Premises Liability Attorneys Assert Victims' Rights
Holding negligent property owners accountable in Indiana, Illinois and Michigan
When you're invited into a business or someone's home, you have the right to expect you'll be safe for the duration of your visit. But if the person in charge of the premises has been negligent about its upkeep, you could encounter an unexpected, dangerous condition and sustain a serious injury. For more than 30 years, Marshall P. Whalley & Associates, PC has helped victims of serious accidents obtain compensation from the parties responsible for their injuries. In premises liability cases, those parties include corporations, government entities, private individuals and powerful insurance companies that deny claims or offer to settle for far less than a case is worth. Our record of success, which includes dozens of multimillion-dollar damage awards, shows that we have the knowledge and resources to go after positive results for you.

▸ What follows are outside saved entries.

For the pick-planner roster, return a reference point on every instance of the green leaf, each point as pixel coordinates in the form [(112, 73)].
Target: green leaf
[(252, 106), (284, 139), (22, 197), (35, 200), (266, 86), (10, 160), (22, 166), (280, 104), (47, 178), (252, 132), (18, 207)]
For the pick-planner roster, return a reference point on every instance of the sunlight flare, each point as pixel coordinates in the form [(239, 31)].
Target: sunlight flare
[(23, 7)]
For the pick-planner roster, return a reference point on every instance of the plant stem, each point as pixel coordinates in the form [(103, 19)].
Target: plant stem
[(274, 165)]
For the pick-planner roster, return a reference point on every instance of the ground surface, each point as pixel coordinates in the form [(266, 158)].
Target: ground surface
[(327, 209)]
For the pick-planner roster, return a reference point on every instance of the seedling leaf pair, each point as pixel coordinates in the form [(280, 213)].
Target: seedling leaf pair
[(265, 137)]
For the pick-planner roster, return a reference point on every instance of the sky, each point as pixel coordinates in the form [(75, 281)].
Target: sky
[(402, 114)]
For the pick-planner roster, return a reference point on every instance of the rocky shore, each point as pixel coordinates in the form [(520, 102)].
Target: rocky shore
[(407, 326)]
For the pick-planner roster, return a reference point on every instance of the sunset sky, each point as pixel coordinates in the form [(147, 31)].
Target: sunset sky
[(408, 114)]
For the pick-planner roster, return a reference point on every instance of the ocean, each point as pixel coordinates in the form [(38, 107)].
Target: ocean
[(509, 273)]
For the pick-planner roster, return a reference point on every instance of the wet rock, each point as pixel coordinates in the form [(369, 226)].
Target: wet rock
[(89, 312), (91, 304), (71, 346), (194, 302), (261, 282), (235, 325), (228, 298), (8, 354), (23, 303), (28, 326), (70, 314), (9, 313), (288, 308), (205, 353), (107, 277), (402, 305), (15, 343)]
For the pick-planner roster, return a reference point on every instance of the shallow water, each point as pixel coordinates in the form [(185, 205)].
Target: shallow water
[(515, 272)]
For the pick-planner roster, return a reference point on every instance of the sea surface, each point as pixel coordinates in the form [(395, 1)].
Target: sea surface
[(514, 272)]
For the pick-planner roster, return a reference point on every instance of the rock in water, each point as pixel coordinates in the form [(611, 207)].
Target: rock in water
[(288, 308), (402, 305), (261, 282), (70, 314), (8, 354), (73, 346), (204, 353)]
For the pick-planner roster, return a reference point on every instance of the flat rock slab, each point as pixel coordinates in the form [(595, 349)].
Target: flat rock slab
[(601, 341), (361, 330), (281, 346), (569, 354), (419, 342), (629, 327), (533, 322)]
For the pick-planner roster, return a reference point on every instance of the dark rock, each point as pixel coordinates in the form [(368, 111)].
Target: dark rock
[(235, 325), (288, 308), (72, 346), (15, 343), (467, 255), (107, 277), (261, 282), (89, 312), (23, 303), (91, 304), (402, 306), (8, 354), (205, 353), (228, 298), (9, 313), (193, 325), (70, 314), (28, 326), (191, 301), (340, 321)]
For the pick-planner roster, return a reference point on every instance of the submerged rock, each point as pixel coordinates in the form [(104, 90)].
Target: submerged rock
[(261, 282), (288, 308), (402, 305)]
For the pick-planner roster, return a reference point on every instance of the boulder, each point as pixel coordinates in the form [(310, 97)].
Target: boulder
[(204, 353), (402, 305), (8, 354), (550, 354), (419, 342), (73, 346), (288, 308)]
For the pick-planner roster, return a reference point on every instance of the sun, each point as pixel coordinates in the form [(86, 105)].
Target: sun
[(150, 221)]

Understanding premises liability law in Indiana, Illinois and Michigan
A premises liability claim arises when a visitor unexpectedly encounters an unsafe condition and sustains an injury. Common premises liability claims stem from:
The owner or dweller of a property has a duty to visitors regarding the condition of the place and the acts performed there. However, the owner's duty does not extend to:
- Warning visitors about open and obvious conditions on the premises.
- Warning about hidden dangers unknown to the owner.
- Protecting visitors from their own negligence while on the premises.
If you've been injured in a premises liability accident, your attorney must first present facts that show the owner had a duty to you. The owner's duty is not a responsibility to eliminate all danger. Rather, the owner must take reasonable care under the circumstances, so the standard for safety on a construction site would be less than that of a restaurant.
Your attorney must present evidence showing the dangerous condition that injured you was known to the owner — or would have been known to an owner who was taking reasonable care — and was not known to you and would not have been obvious to a reasonable person. For instance, an owner who knew about debris on stairs, but did not sweep it up, might be liable for a trip-and-fall accident, unless the debris was so obvious that the visitor should not have tried climbing the stairs.
Premises liability cases are rarely as clear-cut as they seem to the injured party. To ensure that you get the compensation to which you're entitled, see an experienced injury attorney with a record of success.
Contact a seasoned litigation attorney with the resources to take your case to trial
To get the most from your premises liability claim, you need an attorney with the experience and resources to take your case to trial if necessary. To learn more about what has made Marshall P. Whalley & Associates, PC so successful, talk to one of our gifted attorneys. Call 219.769.2900 or contact our Crown Point office online to set up a free consultation.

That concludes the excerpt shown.